I start a new job at the beginning of May and it seems inconceivable that I will manage the level of energy and enthusiasm required for that.  They’re very good though and have said I can have the time to go to his chemo appointments with him and travel home with him afterwards.  He won’t start chemo until he’s discharged – at least he gets to do that as an outpatient.

I’m going through a particular bout of self-loathing too, triggered by a photo I had to send for my new job and probably from the undisciplined eating and the scale going up. 

Sorry, I can’t manage anything more upbeat at the moment.  I do know that things could be worse …

2 comments:

Seren said...

You most certainly do not have to apologise. Things could be worse but they also could be better - for P, of course, but also you. You’re dealing with a massive amount and, I am sure, coping admirably. For perspective: I spent half of the weekend in tears over my cat’s kneecaps! The very definition of NOT coping admirably!

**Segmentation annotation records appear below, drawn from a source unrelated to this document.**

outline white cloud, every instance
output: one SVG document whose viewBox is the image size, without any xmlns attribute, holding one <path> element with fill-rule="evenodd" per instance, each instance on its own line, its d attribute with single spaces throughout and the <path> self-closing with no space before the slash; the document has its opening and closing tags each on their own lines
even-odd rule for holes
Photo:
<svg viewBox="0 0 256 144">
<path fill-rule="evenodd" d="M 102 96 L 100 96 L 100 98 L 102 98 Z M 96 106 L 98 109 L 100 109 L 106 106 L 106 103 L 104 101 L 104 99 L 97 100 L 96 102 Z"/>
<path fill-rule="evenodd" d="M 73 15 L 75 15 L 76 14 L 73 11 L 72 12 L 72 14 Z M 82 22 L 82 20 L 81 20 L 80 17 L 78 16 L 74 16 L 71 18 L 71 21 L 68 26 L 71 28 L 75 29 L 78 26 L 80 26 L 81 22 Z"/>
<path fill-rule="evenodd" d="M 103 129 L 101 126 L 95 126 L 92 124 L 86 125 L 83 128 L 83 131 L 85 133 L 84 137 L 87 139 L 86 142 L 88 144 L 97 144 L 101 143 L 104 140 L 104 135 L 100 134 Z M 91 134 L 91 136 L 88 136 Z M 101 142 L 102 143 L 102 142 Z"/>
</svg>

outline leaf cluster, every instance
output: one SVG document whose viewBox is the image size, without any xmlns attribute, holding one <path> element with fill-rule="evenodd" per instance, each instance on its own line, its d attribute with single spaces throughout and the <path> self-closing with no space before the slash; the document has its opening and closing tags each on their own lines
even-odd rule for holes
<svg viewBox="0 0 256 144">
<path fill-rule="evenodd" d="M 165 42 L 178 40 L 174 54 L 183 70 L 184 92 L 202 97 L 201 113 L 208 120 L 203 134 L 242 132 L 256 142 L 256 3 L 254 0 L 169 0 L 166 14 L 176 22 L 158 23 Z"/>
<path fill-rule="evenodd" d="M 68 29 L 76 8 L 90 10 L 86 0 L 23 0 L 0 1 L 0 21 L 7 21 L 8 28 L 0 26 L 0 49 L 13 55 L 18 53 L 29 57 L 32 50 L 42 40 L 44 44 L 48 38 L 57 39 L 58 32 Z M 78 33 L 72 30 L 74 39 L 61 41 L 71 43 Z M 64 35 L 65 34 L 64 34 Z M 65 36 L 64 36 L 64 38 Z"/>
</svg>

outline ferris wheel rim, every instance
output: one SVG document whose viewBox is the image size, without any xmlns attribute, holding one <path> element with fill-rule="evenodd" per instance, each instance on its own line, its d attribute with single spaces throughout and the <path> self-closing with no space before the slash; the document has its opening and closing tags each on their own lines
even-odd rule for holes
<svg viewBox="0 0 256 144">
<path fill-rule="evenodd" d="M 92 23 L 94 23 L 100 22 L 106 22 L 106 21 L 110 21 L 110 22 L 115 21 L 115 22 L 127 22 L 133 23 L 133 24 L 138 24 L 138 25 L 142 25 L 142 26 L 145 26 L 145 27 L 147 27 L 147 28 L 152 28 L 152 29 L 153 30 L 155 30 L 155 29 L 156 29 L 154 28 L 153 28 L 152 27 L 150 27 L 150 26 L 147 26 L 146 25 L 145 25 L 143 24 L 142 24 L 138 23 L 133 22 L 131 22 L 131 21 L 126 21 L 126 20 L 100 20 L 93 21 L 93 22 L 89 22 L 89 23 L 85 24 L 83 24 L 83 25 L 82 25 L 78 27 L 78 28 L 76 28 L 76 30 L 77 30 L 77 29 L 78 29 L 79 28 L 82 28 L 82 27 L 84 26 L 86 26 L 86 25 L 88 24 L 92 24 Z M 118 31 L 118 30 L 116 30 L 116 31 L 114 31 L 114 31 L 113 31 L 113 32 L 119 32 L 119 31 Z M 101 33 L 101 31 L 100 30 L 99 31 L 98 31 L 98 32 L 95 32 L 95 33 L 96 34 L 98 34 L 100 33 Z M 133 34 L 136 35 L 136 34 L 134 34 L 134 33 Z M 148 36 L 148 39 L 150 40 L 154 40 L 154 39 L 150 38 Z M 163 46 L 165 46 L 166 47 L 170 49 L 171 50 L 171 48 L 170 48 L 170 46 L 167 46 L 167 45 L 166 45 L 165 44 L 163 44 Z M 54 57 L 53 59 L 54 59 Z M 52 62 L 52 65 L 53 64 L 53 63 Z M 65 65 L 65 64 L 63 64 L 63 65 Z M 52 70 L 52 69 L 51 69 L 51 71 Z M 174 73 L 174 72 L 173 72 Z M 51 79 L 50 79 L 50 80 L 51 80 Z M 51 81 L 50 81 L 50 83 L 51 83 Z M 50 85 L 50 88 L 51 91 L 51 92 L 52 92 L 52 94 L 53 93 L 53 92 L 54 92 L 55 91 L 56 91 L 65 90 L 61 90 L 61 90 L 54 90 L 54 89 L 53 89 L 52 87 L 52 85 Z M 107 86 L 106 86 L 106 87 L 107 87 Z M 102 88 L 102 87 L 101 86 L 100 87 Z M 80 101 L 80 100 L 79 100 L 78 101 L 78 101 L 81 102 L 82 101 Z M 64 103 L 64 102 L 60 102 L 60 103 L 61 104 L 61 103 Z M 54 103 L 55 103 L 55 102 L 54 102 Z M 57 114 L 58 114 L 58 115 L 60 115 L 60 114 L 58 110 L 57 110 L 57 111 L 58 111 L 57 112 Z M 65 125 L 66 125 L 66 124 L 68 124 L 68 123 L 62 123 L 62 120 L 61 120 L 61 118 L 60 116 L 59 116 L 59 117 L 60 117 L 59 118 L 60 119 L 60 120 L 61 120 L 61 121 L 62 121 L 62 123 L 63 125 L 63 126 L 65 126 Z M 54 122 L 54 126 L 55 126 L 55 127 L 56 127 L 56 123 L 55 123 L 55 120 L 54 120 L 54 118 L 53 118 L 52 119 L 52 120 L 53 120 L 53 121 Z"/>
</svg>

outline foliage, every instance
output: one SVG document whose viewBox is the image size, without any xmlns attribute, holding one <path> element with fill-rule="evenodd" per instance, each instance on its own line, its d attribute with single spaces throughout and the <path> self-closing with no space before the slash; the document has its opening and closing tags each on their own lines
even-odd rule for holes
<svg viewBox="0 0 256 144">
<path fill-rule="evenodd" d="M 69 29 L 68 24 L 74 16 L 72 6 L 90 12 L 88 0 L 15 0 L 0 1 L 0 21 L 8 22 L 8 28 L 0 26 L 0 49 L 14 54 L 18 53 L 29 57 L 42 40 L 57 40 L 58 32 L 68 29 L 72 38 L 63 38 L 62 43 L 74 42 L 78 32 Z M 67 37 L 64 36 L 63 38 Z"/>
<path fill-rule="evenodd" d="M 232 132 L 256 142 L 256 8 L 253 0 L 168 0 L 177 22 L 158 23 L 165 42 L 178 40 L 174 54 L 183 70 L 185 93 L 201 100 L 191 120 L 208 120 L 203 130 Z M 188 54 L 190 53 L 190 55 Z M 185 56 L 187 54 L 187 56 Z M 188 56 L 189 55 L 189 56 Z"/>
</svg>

Everything crossed for good news on Easter Sunday. And please, don’t waste your energy on photographs and the scales now. Plenty of time for that down the line when P is well and you are back in normal routine.

Sx

Sarah said...

Oh gracious, it's the first time I've checked in for such a long time and I saw this. Big hugs and fingers crossed for you and yours. There's nothing helpful to be said, but just thought I'd show that there are people out here caring about you.